Notwithstanding that the Court of Appeals characterized the cause before it as “an appeal from the trial court‘s denial of bail pending the disposition of the appeal,” considered the merits of the sole issue presented—deciding it erroneously—and then affirmed the “order of the trial court denying bail,” the Court now reverses the judgment below and dismisses the appeal on account of an inadequate record in this Court, and mootness.

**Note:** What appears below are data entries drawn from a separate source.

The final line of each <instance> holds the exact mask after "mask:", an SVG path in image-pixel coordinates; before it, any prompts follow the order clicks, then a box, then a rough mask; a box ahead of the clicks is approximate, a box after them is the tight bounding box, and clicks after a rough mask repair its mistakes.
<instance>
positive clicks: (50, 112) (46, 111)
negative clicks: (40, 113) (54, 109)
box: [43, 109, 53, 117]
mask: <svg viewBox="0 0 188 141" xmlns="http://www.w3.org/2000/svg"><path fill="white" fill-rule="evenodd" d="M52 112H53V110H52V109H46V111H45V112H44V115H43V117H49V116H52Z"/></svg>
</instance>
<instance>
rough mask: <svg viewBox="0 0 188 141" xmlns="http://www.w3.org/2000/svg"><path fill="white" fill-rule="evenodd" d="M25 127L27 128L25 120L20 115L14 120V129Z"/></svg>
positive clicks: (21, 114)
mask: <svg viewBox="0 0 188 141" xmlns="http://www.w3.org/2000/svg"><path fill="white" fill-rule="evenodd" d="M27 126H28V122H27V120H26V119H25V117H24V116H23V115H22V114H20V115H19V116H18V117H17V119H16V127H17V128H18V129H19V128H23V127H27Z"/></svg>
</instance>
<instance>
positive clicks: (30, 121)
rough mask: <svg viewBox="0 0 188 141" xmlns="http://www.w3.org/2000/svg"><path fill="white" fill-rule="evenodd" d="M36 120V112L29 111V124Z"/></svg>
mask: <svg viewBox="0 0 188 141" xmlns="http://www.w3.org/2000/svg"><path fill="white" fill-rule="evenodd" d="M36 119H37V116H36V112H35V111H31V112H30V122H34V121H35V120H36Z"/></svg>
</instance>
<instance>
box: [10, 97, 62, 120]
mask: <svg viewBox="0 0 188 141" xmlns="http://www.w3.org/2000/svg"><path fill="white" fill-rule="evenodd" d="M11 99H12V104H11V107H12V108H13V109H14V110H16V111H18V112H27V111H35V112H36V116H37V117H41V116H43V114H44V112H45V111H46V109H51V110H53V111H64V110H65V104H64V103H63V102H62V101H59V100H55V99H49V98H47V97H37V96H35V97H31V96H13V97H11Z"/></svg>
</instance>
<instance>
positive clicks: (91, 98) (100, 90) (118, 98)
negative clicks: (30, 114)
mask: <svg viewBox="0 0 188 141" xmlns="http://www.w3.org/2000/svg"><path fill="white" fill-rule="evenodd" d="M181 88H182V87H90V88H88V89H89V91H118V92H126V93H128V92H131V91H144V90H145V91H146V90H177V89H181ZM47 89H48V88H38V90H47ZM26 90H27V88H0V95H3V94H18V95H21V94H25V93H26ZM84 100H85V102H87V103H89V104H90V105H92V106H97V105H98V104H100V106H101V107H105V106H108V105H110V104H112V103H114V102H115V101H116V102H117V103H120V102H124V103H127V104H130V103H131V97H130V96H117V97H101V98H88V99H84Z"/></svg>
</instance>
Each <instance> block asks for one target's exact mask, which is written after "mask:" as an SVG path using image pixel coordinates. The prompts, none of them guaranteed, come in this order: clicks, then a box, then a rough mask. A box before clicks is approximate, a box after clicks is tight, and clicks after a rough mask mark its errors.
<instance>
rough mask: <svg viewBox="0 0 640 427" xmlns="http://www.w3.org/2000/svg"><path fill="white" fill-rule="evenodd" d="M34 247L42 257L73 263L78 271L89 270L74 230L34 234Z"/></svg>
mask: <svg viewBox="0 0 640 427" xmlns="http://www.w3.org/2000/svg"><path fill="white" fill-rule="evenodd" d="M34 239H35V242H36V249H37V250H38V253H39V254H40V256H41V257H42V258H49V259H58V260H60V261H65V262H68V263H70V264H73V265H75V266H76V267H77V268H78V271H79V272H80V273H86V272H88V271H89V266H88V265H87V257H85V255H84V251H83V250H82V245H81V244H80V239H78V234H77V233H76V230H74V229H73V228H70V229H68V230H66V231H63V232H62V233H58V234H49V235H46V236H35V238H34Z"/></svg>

An overwhelming majority of this Court believed from the outset that the opinion and judgment of the Court of Appeals are wrong1 and that applicant was entitled to a hearing on his petition for reasonable bail pending appeal.2 But while we debated, this applicant continued to languish in the Bexar County Jail until ultimately the Court of Appeals affirmed the habeas court‘s order in the primary extradition proceeding. The Great Writ promises that kind of injustice need not be suffered by any citizen. We have here breached the promise and allowed the matter to become moot.
Because there is now nothing to decide, I concur in the dismissal.
TEAGUE, MILLER and CAMPBELL, JJ., join.
MILLER, Judge, dissenting.
I concur with Judge Clinton that this writ should be remanded to the trial court for a hearing to set bail but I would do so after considering the “appeal” from denial of the issuance of a writ of habeas corpus as an original proceeding in the court of criminal appeals. See Ex parte Sheppard, 548 S.W.2d 414 (Tex.Cr.App.1977). It is apparent that appellant is not seeking to avoid available local relief but has, in fact, exhausted all of his remedies in the lower courts.